Convert IDs using BioMart

BioMart is a very handy tool when you want to convert IDs from different databases. The following is a list of 30 gene IDs from the UniProtKB database:

Q4QY71,P52727,P40148,P29971,O42457,B9TQX2,A7YD35,A0A023I9E0,A0A0B4KJH3,A0A0B4KJK0,
A0A0B4KJW0,A0A0E3EKP4,A0A0F6MWY9,A0A0F6MX02,A0A0F6MX04,A0A0F6MX09,A0A0F6MX23,A0A0F6MX34,A0A0F6MX41,A0A0F6MX46,
A0A0F6MX65,A0A0F6MX78,A0A1D6X7G2,A0A2D1CGZ1,A0A2D1CGZ5,A0A2D1CH18,A0A2R2YUP1,S4SIT9,X2CQB0,A0A0F6MX77

Use BioMart in Ensembl to generate a list that shows to which Ensembl gene stable IDs and to which gene names these UniProtKB gene name IDs correspond. How many different transcripts do the 30 genes correspond to? Why do multiple transcripts correspond to a single UniProtKB gene ID?

  1. Go to BioMart. You can find a shortcut to the tool on any Ensembl page in the navigation bar at the top of the page. Click New in the top left-hand menu if you need to start a new query. Select the Ensembl Genes database. Choose the Gilthead seabream genes dataset.
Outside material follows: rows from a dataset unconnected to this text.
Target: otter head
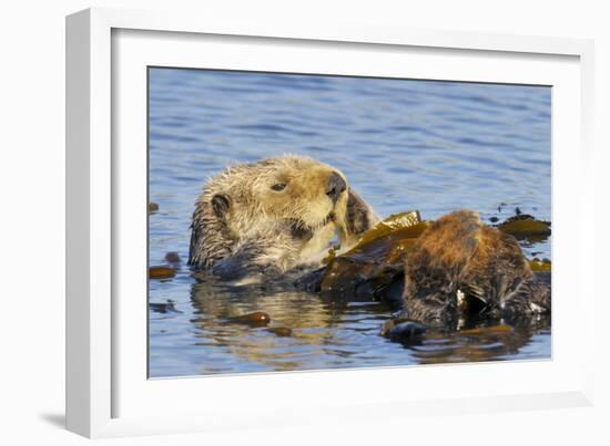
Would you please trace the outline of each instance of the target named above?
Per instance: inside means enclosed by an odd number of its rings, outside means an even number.
[[[335,232],[350,243],[376,222],[345,176],[326,164],[294,155],[241,164],[212,178],[199,198],[190,263],[210,267],[244,240],[275,243],[275,251],[301,259],[325,252]]]

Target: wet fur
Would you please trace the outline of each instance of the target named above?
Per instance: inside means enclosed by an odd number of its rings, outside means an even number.
[[[228,167],[195,203],[189,265],[223,279],[318,267],[338,234],[342,248],[377,221],[347,185],[336,203],[326,195],[337,169],[286,155]],[[285,184],[274,191],[274,184]]]
[[[550,311],[550,288],[539,283],[517,240],[460,210],[441,217],[409,251],[404,301],[408,317],[450,326],[466,311],[515,319]]]

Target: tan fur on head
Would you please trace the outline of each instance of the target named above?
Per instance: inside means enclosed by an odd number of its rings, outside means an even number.
[[[227,273],[285,271],[319,263],[335,234],[350,245],[377,221],[345,176],[326,164],[296,155],[240,164],[211,178],[199,197],[189,262]]]

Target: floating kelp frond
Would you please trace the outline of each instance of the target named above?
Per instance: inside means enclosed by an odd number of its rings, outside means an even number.
[[[508,220],[497,225],[497,228],[517,238],[543,237],[551,234],[550,221],[538,220],[528,214],[510,217]]]

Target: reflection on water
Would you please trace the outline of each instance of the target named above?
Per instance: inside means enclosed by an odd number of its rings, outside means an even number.
[[[340,168],[382,217],[468,207],[504,220],[519,207],[551,219],[549,89],[160,69],[150,82],[150,199],[160,205],[150,265],[170,251],[185,261],[205,178],[286,152]],[[520,242],[550,258],[550,238]],[[549,320],[467,324],[403,345],[379,335],[393,312],[382,302],[197,281],[183,263],[149,288],[153,377],[550,356]],[[254,311],[271,323],[232,320]]]

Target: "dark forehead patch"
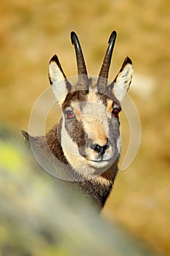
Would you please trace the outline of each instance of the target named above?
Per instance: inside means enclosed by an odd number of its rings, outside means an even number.
[[[66,108],[71,105],[72,102],[84,102],[87,101],[87,94],[88,90],[86,91],[75,91],[69,93],[63,103],[62,109],[64,110]]]

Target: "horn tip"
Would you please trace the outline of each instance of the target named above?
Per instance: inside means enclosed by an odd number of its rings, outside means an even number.
[[[109,44],[112,41],[115,41],[117,37],[117,32],[114,30],[109,39],[108,44]]]
[[[71,36],[72,44],[74,45],[74,39],[77,39],[77,34],[74,31],[72,31],[70,36]]]

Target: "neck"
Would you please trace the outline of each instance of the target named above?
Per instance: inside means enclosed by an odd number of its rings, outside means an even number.
[[[69,165],[69,162],[61,146],[61,138],[58,137],[58,135],[61,134],[61,121],[60,121],[58,125],[55,126],[46,136],[36,138],[34,143],[37,150],[42,152],[45,158],[46,158],[47,162],[53,162],[53,159],[52,161],[49,159],[49,156],[46,154],[47,151],[47,147],[48,146],[54,158],[57,158],[61,162],[66,165],[65,166],[68,166]],[[118,158],[107,171],[93,179],[81,179],[80,181],[63,181],[61,182],[66,184],[69,183],[69,186],[73,187],[78,192],[82,192],[82,194],[84,194],[84,196],[88,201],[90,201],[93,205],[97,206],[98,208],[101,209],[112,190],[114,180],[117,172],[117,162]],[[75,175],[77,176],[77,173],[76,173],[74,169],[69,168],[69,170],[72,172],[72,177],[75,177]],[[65,173],[66,175],[67,174],[67,170]]]

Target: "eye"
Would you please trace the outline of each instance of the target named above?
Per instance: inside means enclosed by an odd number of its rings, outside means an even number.
[[[74,114],[74,113],[71,110],[66,110],[65,111],[65,114],[66,116],[67,119],[73,119],[75,118],[75,115]]]
[[[114,108],[114,109],[112,110],[112,113],[113,116],[115,116],[115,117],[118,117],[120,111],[120,109],[118,109],[118,108]]]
  2. Click on Filters in the left panel. Expand the GENE section. Select Input external references ID list). Enter the list of IDs in the text box. Don’t forget to select the correct ID format from the drop-down menu. Select UniProtKB Gene Name ID (HINT: you may have to scroll down the drop-down menu to find this). Count the number of genes your filter applies to. This should be 30 / 27,714.

  3. Click on Attributes in the left panel. Select the Features attributes page. Expand the GENE section. Here, the Gene stable ID and Transcript stable ID are already selected by default. Keep those selection and also add Gene name. Next, expand the EXTERNAL section and select UniProtKB Gene Name ID. We are adding this to be able to match our output to our input.

  4. Click the Results button on the toolbar. Select View: All rows as HTML to view your results in a new tab, or export all results to a file directly to your local machine. You can open the table in Excel and count the number of unique transcript IDs in the Transcript stable ID column.

There are 46 unique transcript IDs.

Multiple transcripts can correspond to a single UniProtKB gene ID because a gene is made up of a set of transcripts: multiple transcripts can be transcribed from a single gene.